Primarschule Uster
Wir haben mit Reto Schlumpf über seine Aufgabe als Schulbusfahrer gesprochen.
Schulbusse erfüllen einen wichtigen Auftrag: Sie transportieren alle Kinder, welche den Schulweg aufgrund der Länge oder Gefährlichkeit nicht selbstständig bewältigen können. Buschauffeure wie Reto Schlumpf sind dafür besorgt, dass alles reibungslos klappt. Schlumpf ist in Uster aufgewachsen und fährt für die «EUROBUS welti-furrer AG». Im Interview gibt er Einblicke in seinen Beruf.
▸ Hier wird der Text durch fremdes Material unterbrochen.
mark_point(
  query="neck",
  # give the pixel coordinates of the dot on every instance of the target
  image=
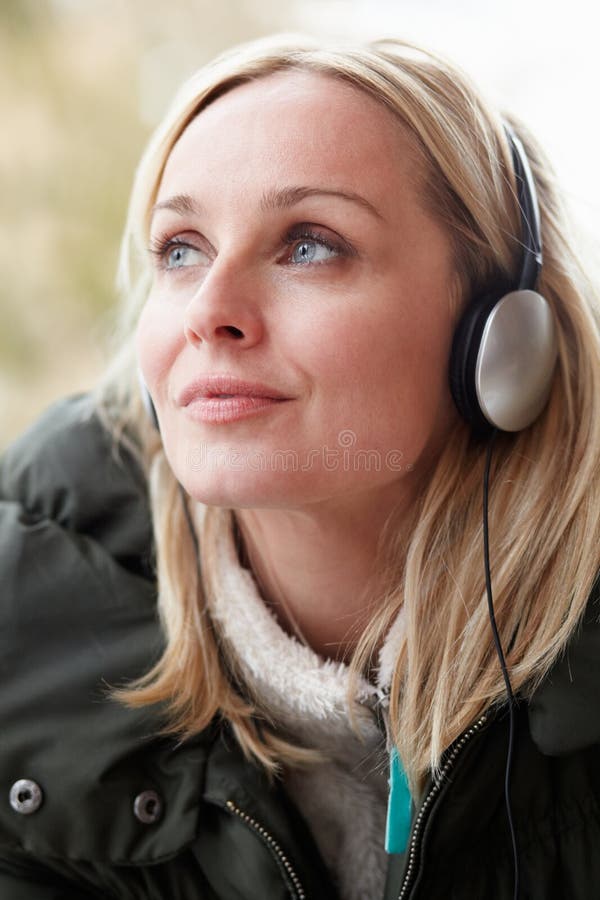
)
(316, 566)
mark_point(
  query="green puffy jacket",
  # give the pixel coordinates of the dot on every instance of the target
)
(94, 805)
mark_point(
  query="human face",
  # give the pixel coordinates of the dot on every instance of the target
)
(292, 250)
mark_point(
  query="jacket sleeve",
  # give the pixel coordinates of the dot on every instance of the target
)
(28, 883)
(77, 617)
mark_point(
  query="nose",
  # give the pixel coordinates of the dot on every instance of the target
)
(224, 308)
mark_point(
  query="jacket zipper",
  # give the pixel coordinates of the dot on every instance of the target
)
(275, 848)
(414, 850)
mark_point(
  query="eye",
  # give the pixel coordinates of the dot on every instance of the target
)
(310, 246)
(174, 253)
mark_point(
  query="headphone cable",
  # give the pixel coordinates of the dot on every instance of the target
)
(500, 653)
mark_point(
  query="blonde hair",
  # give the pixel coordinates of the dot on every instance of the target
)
(545, 492)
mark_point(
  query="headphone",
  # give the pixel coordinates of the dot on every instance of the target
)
(504, 348)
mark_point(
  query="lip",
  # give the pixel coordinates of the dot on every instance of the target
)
(205, 402)
(210, 387)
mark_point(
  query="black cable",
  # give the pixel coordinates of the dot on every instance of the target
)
(500, 653)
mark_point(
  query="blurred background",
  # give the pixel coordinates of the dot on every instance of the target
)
(83, 82)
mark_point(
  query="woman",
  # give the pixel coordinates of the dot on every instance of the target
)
(306, 230)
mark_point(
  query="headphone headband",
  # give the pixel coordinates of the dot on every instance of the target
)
(531, 235)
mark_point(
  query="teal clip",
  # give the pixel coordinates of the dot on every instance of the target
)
(397, 827)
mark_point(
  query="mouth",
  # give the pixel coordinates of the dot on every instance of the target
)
(222, 387)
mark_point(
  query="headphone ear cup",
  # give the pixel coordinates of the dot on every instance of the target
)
(463, 361)
(503, 357)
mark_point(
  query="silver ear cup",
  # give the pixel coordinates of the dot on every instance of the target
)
(516, 359)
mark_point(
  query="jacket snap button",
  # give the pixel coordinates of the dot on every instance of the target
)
(26, 796)
(147, 807)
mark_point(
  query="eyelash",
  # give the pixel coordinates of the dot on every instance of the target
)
(161, 245)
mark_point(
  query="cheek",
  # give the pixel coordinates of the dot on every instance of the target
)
(158, 339)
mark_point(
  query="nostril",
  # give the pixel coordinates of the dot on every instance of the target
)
(233, 331)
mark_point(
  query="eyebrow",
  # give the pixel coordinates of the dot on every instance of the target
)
(278, 198)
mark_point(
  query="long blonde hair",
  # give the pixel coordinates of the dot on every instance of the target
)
(545, 492)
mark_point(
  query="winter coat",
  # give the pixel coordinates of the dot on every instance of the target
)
(93, 804)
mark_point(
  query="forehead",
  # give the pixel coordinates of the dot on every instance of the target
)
(298, 124)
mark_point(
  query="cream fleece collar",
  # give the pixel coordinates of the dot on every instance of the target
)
(305, 693)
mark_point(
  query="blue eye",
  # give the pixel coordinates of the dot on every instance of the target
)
(310, 250)
(311, 247)
(174, 253)
(180, 255)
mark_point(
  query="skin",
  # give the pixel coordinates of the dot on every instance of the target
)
(353, 324)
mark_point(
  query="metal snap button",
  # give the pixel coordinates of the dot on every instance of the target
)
(26, 796)
(147, 807)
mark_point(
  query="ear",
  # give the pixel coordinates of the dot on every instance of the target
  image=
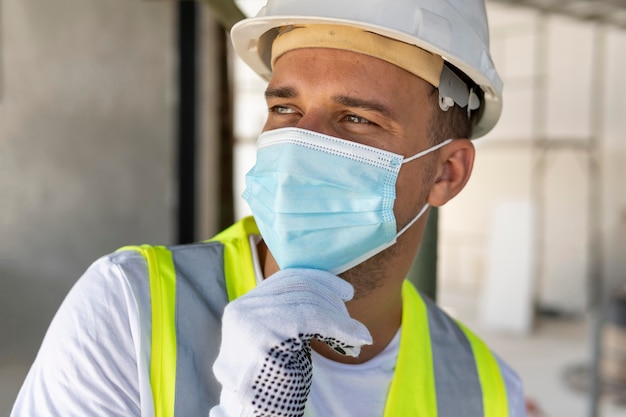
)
(453, 170)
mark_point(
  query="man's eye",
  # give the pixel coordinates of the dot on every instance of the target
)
(281, 110)
(356, 119)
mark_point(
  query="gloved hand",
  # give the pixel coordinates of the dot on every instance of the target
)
(264, 364)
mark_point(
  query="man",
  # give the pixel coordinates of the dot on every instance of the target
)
(305, 309)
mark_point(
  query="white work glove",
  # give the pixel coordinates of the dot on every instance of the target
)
(264, 364)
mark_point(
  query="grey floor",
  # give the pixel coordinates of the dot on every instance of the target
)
(552, 361)
(543, 359)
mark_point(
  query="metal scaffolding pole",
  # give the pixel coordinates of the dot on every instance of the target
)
(595, 283)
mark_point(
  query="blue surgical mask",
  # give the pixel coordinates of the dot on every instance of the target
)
(322, 202)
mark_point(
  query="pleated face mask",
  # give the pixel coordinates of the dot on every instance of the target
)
(322, 202)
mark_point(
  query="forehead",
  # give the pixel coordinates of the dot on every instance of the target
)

Das Wichtigste ist klar die Sicherheit. Wir fahren das Wertvollste, das es gibt: die Kinder. Zur Sicherheit gehören insbesondere folgende Punkte: Die Kinder sind korrekt angeschnallt, sie sitzen auf der passenden Sitzerhöhung und ich habe den Spiegel immer im Blick, um zu sehen, was im Bus passiert. Bei Bedarf setzen wir spezielle Gurtschlösser ein, damit sich ein Kind nicht selbst abschnallen kann. Das ist ein Eingriff, darum wird das immer mit den Eltern, der Schule bzw. dem Kindergarten und mit «EUROBUS» abgesprochen und im System vermerkt. Sicherheit heisst auch: Der Bus muss technisch in Ordnung sein. Funktionieren alle Lichter? Ist alles sauber und aufgeräumt?
Das Tablet ist mein wichtigstes Arbeitsinstrument. Darauf sehe ich alle Touren, Haltestellen und Zeiten, die ich einhalten muss. Ich erkenne auch, ob ein Kind abgemeldet ist. Ohne Tablet und Handy darf ich nicht losfahren. Einmal habe ich das Tablet zu Hause vergessen, dann musste das Büro für mich jedes Kind «abhaken». Seither kontrolliere ich sehr bewusst: Tablet geladen, Ladekabel dabei – erst dann starte ich. Ich fahre Kinder der HPS und Regelschulkinder. HPS-Kinder holen wir «Hand zu Hand» ab: Eltern oder Erziehungsberechtigte übergeben mir das Kind persönlich. Sobald ich es im System einlogge, sehen sie in der App: «Das Kind ist im Bus». Sie können sogar live sehen, wo der Bus ist. Das ist ideal bei Verspätungen.
Die Kommunikation ist absolut zentral, ohne sie geht es nicht. Sie ist auch herausfordernd, weil ich gleichzeitig mit sehr unterschiedlichen Personengruppen zu tun habe: mit den Kindern, mit den Eltern und mit der Bürozentrale.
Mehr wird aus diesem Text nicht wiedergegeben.